A team at Stanford University and the Department of Energy’s SLAC National Accelerator Laboratory has identified exactly which pairs of atoms in a nanoparticle of palladium and platinum – a combination commonly used in converters – are the most active in breaking those gases down.
They also answered a question that has puzzled catalyst researchers: Why do larger catalyst particles sometimes work better than smaller ones, when you’d expect the opposite? The answer has to do with the way the particles change shape during the course of reactions, creating more of those highly active sites.
The results are an important step toward engineering catalysts for better performance in both industrial processes and emissions controls, said Matteo Cargnello, an assistant professor of chemical engineering at Stanford who led the research team. Their report was published June 17 in Proceedings of the National Academy of Sciences.

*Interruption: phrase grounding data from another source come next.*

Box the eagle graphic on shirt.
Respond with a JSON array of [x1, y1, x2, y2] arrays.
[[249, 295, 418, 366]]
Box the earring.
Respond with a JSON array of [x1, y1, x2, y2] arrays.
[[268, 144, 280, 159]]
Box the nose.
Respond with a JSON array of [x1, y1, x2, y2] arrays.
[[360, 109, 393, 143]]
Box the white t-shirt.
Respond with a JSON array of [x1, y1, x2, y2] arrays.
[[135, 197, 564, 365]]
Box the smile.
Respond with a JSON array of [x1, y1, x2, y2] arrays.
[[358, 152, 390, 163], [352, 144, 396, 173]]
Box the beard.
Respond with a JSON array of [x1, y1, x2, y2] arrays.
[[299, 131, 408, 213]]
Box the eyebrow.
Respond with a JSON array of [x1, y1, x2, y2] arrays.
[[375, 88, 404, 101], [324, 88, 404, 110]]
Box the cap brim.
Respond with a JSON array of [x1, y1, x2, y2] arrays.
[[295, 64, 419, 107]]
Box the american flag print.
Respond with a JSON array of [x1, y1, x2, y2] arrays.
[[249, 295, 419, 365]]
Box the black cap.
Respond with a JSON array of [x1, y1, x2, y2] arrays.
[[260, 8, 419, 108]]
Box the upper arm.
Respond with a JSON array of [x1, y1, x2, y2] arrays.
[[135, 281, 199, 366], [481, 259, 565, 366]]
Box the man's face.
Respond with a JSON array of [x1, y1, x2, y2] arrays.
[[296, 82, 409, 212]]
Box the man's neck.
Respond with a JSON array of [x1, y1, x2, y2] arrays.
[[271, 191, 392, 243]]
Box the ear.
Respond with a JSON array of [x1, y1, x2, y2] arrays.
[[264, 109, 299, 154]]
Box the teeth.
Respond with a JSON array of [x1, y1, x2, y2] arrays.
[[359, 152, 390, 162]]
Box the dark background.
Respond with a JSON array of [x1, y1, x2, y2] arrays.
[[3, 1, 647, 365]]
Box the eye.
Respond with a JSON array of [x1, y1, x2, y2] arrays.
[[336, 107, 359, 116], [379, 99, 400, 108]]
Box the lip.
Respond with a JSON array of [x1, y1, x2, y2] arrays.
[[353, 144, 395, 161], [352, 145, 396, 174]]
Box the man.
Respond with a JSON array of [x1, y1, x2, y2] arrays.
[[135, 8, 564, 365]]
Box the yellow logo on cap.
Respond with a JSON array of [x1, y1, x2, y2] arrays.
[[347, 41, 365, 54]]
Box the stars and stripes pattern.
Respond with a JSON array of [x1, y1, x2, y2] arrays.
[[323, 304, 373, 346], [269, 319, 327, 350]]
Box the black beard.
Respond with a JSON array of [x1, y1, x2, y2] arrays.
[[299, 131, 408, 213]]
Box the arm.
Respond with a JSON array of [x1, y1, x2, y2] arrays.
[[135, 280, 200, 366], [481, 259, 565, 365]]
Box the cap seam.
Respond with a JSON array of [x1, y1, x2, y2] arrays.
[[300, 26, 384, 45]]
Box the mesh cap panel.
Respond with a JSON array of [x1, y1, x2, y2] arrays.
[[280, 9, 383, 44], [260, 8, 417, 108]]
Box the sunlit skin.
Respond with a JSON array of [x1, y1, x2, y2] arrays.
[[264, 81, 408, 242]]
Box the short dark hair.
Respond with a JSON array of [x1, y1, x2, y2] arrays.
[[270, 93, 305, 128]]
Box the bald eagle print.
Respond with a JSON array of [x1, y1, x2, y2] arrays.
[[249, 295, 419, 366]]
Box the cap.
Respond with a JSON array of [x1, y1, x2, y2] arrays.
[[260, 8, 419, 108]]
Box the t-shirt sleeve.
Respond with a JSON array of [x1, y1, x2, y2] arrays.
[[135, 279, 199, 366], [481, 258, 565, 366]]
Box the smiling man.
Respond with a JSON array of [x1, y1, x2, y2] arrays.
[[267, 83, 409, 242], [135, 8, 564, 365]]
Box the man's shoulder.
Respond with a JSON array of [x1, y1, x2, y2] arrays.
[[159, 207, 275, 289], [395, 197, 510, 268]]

Significance (from PNAS Publication)
Catalysts are essential for a sustainable future because they reduce the energy required in chemical processes and the emission of harmful and polluting compounds. Revealing the function and structure of a working catalyst is a challenging task but critical in order to prepare more efficient and higher-performing materials. Very often, active sites are formed by many atoms that cooperate to perform the catalytic function. It is therefore challenging to identify the structure of the active site. Here, we combine uniform nanocrystal catalysts and theory insights to reveal the active-site ensemble necessary for alkene combustion. This approach can be extended to reveal atomistic details of working catalysts for a variety of applications.